Are Processors Inflating the Price of Beef for Consumers? Award-Winning Antitrust Lawyer Omar Ochoa Explains Current Class Action Lawsuit
05/04/2022, Miami, FL // PRODIGY: Feature Story //
Across the United States, shoppers have seen food prices rise exponentially. The common reasoning behind this is that production has slowed due to circumstances surrounding the COVID-19 pandemic. While that may have been true for a time, it’s becoming increasingly clear that these price increases may actually be attributable to price gouging — a practice that runs fundamentally counter to the competitive nature of capitalism — resulting in a major class-action lawsuit that has shaken up the industry.
The class-action lawsuit that has rocked the beef industry accuses major beef suppliers of price gouging. Prices have been going up for consumers, and many have argued that the reason why is that these major beef companies have colluded to reduce the number of cattle being slaughtered for meat production, creating artificial scarcity and rising prices. The impact that this could have on consumers is profound and worrisome.
Price fixing in the beef industry
Although many sectors of the broader food industry are ruled by big corporations, beef production is mainly dictated by the companies that are becoming known as “Big Beef”: JBS, Tyson Foods, Cargill, and National Beef. Ranchers hoping to be in the big leagues only have these four companies to sell to, as smaller, independent suppliers will not bring them the same level of success. As a result, these four corporations have almost all the power in determining prices and practices across the beef industry.
This price-fixing is dangerous for consumers, as it creates a market that has little competition, resulting in more expensive, lower-quality products ending up in shoppers’ kitchens. Although price fixing is illegal, it can sometimes be difficult to prove that companies are actually conspiring to raise prices, and it isn’t just that the cost of bringing these products to market is increasing. However, in times of crisis and higher demand, such as the COVID-19 pandemic, unnatural surges in prices can indicate a price-gouging situation, as was the cause behind this recent lawsuit. “Charging artificially-inflated prices is wrong and bad for the economy,” says Omar Ochoa, lawyer and owner of Omar Ochoa Law Firm. “It hurts consumers twice: first by forcing them to pay more than they should, and second by disrupting market prices more broadly and forcing people to pay more for related items.”
Often, it is asked why a class-action lawsuit is even beneficial. Ultimately, these types of lawsuits tend to be much more efficient and effective than if there were hundreds of cases being litigated across the country; instead, all of the resources of the plaintiff’s lawyer team can be devoted to getting the desired verdict. It also increases the pressure on the companies being sued in a “strength in numbers” way. “Class action lawsuits, and the threat of them, keep corporate actors in check by making them consider the potentially high cost of acting badly,” says Ochoa.

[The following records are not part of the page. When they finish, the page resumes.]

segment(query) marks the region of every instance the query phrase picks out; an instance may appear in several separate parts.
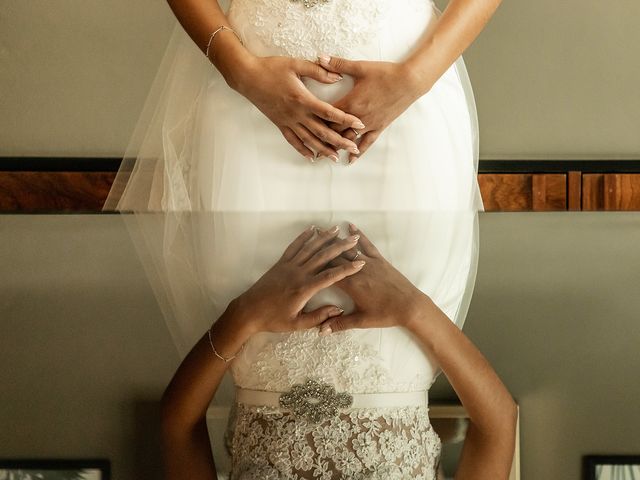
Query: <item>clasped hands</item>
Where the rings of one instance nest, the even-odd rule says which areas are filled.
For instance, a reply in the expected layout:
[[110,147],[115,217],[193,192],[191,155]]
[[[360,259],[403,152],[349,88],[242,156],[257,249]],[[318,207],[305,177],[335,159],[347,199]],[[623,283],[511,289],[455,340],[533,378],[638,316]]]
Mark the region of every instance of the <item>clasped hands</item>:
[[[349,163],[353,163],[427,89],[424,79],[405,62],[348,60],[321,54],[316,63],[284,56],[255,56],[249,65],[238,90],[311,161],[325,156],[337,163],[338,150],[345,149],[349,151]],[[354,85],[333,103],[318,99],[301,80],[309,77],[335,83],[343,78],[341,74],[352,76]]]
[[[310,227],[300,233],[278,261],[234,299],[250,333],[290,332],[319,327],[319,334],[349,328],[404,326],[420,321],[431,299],[394,268],[361,230],[337,238],[339,229]],[[357,260],[352,261],[360,251]],[[349,314],[335,305],[304,312],[323,288],[336,285],[354,301]],[[256,314],[258,312],[259,314]]]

The impact of the JBS settlement
The first pillar to fall was JBS, which settled in early April for $52.5 million. Although it is important to note that the Colorado-based meat supplier did not admit any wrongdoing in the situation, and will continue to defend themselves against other plaintiffs, many have seen this as an indicator that additional settlements may be on the way. Like many class-action lawsuits, JBS found it in its best interest to reach a settlement, rather than to draw out any litigation proceedings.
At this point, grocery stores and wholesalers can expect other leaders in the beef industry to reach some settlement, but the time it will take to reach that point is less clear. Although JBS has effectively started the wave of meat suppliers reacting to the lawsuit, it can sometimes take years to reach the final settlements. “As an ‘icebreaker’ settlement, JBS has given the case against the beef industry a foothold to continue the fight so that all companies that artificially fixed pricing are held accountable,” Ochoa explains.

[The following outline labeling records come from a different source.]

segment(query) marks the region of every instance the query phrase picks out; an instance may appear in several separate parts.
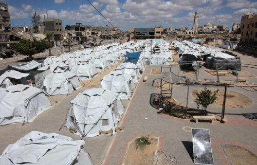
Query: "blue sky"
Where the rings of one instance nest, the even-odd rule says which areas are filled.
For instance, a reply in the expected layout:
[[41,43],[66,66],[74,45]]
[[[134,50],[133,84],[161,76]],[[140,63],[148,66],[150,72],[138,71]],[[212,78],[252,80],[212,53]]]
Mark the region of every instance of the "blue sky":
[[[31,26],[30,16],[36,12],[43,19],[61,19],[64,27],[77,22],[84,25],[108,25],[86,0],[6,0],[13,27]],[[226,24],[231,29],[247,12],[257,13],[252,0],[90,0],[115,26],[125,30],[133,27],[161,25],[174,28],[193,26],[197,11],[198,26],[206,23]]]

Holding the beef industry accountable
To boost competition in the meat industry, the Biden administration has approved $1 billion in funding to support independent slaughterhouses. Currently, the four “Big Beef″ companies control approximately 80% of the beef produced in the United States, and these measures will hopefully increase the diversity of companies who control the price of beef. “The goal should be to spark competition in the meatpacking industry,” Ochoa asserts. “If more meat packers can provide a greater share of product, then Big Beef will have even more pressure to compete fairly.” The result will be better profit for ranchers, and cheaper prices for consumers.
There have also been calls for increased transparency in the beef industry. This issue came about due to there being little understanding between ranchers and grocers as to the prices being set by the meat suppliers. In this situation, the middleman can set prices because ranchers don’t know how much grocers are paying for meat, and grocers don’t know how much ranchers are selling their cattle for. As a result, meat processors have been able to fill their pockets with little consequence.
The JBS settlement is just a first step in holding the beef industry accountable for maintaining transparency in pricing. Doing so will result in a better market for both consumers and ranchers. Only time will tell if the other big three beef companies will follow suit and settle, or if any of them will admit their wrongdoing, but measures are being taken to reduce the power of these middlemen.